Horderlin, o poeta dos poetas, nasceu a vinte de Março. O seu espectro, a sua natureza, eram a de um ser assaltado pela beleza, pela transparência das coisas sublimes, porém a sua vida foi metade passada nas sombras da loucura que não notara e que imprimiu com voz de arauto. Todas as coisas prodigiosas morrem e nascem neste ciclo dos Idos de Março e nós limpamos uma a uma as nossas quentes lágrimas porque o Sublime é triste e a Beleza também. Como se fosse uma ferida o tempo se desnuda e nos mostra o que não vimos em outros momentos, e a Graça é o « Dom das Lágrimas» as oblatas da antiga liturgia cristã o refúgio de uma salvação. «Vacilas por ternura Deus omnipotente da pedra fonte da água viva rompeste a um povo sedento retira da nossa dureza a compunção das lágrimas longo pranto por nossos pecados concede pois vendo-nos assim te compadeces e obtemos remissão» .
É uma digna forma de estarmos preparados, este suor das nossas entranhas, por que os Idos de Março são de facto os que nos arrancam da flama da nossa carne o mais comovente de nós, esta passagem pelo lago prateado e pelas dores que param, porque passada a dor, todo o Universo é um canto grave de uma doce e funda tristeza. Estamos abertos para o imensurável mistério de Deus, e ao focar a existência de Jesus no signo dos Peixes, damos-lhe as qualidades deste momento cósmico, como se nestes dias fosse ele o nascituro.

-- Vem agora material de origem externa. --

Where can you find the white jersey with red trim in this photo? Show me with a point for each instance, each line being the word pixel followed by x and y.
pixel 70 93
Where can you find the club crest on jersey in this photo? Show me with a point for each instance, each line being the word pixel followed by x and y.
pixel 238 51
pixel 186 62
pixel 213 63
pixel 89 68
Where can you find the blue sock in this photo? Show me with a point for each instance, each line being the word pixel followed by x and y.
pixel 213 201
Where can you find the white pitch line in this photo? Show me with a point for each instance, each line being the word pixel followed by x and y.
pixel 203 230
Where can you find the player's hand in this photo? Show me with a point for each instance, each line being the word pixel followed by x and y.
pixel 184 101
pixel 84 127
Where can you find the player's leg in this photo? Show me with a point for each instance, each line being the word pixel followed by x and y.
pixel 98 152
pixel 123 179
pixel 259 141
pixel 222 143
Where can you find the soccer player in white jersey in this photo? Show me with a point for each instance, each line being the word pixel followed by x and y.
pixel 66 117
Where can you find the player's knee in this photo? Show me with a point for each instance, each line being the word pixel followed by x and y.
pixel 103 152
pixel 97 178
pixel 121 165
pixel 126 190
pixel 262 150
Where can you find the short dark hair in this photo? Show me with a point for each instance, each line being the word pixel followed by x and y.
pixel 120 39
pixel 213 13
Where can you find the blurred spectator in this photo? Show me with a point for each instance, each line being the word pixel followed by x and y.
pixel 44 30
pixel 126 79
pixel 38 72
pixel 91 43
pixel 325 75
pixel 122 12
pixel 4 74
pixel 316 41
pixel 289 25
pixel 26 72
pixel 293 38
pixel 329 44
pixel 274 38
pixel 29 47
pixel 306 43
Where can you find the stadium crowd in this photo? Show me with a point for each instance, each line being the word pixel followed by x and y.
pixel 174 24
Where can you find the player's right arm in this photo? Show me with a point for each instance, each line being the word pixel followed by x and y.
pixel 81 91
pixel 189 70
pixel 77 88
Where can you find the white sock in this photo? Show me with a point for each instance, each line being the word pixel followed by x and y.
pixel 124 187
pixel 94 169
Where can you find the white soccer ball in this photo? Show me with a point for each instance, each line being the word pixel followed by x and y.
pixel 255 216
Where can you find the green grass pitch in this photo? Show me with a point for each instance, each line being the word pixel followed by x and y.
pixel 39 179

Lembro-me da cascata de poetas que em Março de 1993 morreram no espaço de uma semana nestes Idos, e nem por isso a memória se me torna tormentosa, eles partiram na sua fase de expressão superior, e todo o homem animado, que tem de facto uma alma, convoca os outros para a partida e juntos vão numa saga que a nós ainda não nos é dado compreender. Creio na santidade do propósito bem como no invulgar poder da invocação. Ninguém morre só, quando foi habitado por certos elementos : o Universo conspira na sua deidade e força o encontro entre pares. Assim nós, que deste lado do vitral fugimos aos sonhos e nos adensamos num real imposto, possamos um dia chegar a eles de forma transparente. Estes são os Idos de Março, os mais assombrosos e transcendentais, e ninguém que tem um destino escapa indelével que seja ao seu tão inigualável encontro.
E terminam neste lago:

Dignai-vos dar em abundância
Luz da inteligência verdadeira a estes submissos servos
Lágrimas aos olhos
Contrição ao coração
Até que purificados do actual luto e da tristeza espiritual
Da morte eterna nos afastemos como de uma ruína.